The Independent Inquiry into Child Sex Abuse (IICSA) demonstrates the scope of child sex abuse in the past, but how does it begin? The IICSA has examined not only what happened but also how it happened.
Peter Garsden, a Manchester-based abuse solicitor, discusses what grooming is and what to do if you feel a child in your life is being groomed.
What Is Grooming?
Grooming is a means of gaining a child’s confidence and can be described as a means of desensitising people to wrongdoing. If the individual performing the grooming is successful, the youngster may be less likely to reject or report harmful behaviour.
Grooming symptoms that may affect the child include:-
- Being extremely secretive, including their online activities
- Having an older boyfriend or girlfriend
- Seeing friends in unusual or unexpected settings
- Possessing new and potentially expensive items, such as a phone or clothes
- Possession of drugs and alcohol
- Sexual behaviour that is inappropriate for their age
- Wetting one’s bed
- Taking any risks
- Absence from school
- Absence from school
- Being insular
Grooming entails acquiring the child’s trust and exerting firm control over them. It is critical to remain alert to changes in behaviour and to act swiftly if you suspect anything out of the ordinary is happening.
How Does Grooming Develope?
The girls featured are based on true stories of Rochdale girls who were groomed and sexually exploited. They are shown being provided free food and alcohol, which is a standard kind of grooming.
Yet, grooming does not take place only in person. The growth of the internet, as well as the popularity of social networks and chat rooms, has created a platform for prospective predators trying to meet young people.
Groomers will typically conceal their genuine motives and spend a significant amount of time acquiring a child’s trust. It’s also likely that the groomer may spend a long time building the trust of the child’s family so that they can be alone with them.
Groomers gain trust by doing the following:
- Lying about their true identity, especially online (e.g. their age and sex)
- Being sympathetic and providing advice
- Purchasing presents and/or bringing the child on vacation
- Giving attention
- Giving attention
The purpose of a groomer is to develop authority over the youngster so that the young person will not tell anybody about the mistreatment.
Groomers frequently tell the young people they groom:
- If they tell anyone, they will not be believed.
- If they report the abuse, they will be the one in danger, not the abuser.
How does Sexual Abuse Happen Online?
Child sexual abuse online occurs when offenders sexually exploit children using the internet. When this occurs, young people are frequently enticed to share sexually explicit images and videos.
A young person who has been groomed may be forced to:
- Send or share sexually explicit photographs of themselves.
- Conduct sexual discussions, or’sexting,’ over the phone or the internet.
- Participate in sexual acts via a camera on their phone or computer.
Young people are frequently blackmailed into participating in these activities. The groomer may threaten to send photographs or copies of dialogues to the young person’s friends and family if they do not comply.
If I Suspect Grooming Of A Child what should I do about it?
A child or young person who is subjected to sexual exploitation or even grooming is unlikely to speak up.

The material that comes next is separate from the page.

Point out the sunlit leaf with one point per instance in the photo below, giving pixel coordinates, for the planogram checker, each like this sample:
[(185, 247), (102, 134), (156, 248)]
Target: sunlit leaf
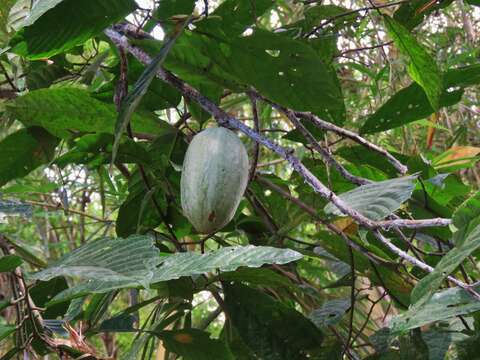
[(377, 200)]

Young people who are exploited usually :
- Feel embarrassed
- Feel they are to blame
- They are not aware that they are being abused.
- Consider them to be in a serious “boyfriend” or “girlfriend” relationship.
If you feel a youngster is being groomed, you should seek help regardless of your relationship with them. As an initial point of contact, the police should be contacted. If the abuse occurred online, you can report your concerns to the Child Exploitation and Online Protection command. If you want to talk to someone about your worries, you can call the NSPCC Helpline.
If you think we can help you at all, please make contact with us for a without obligation chat.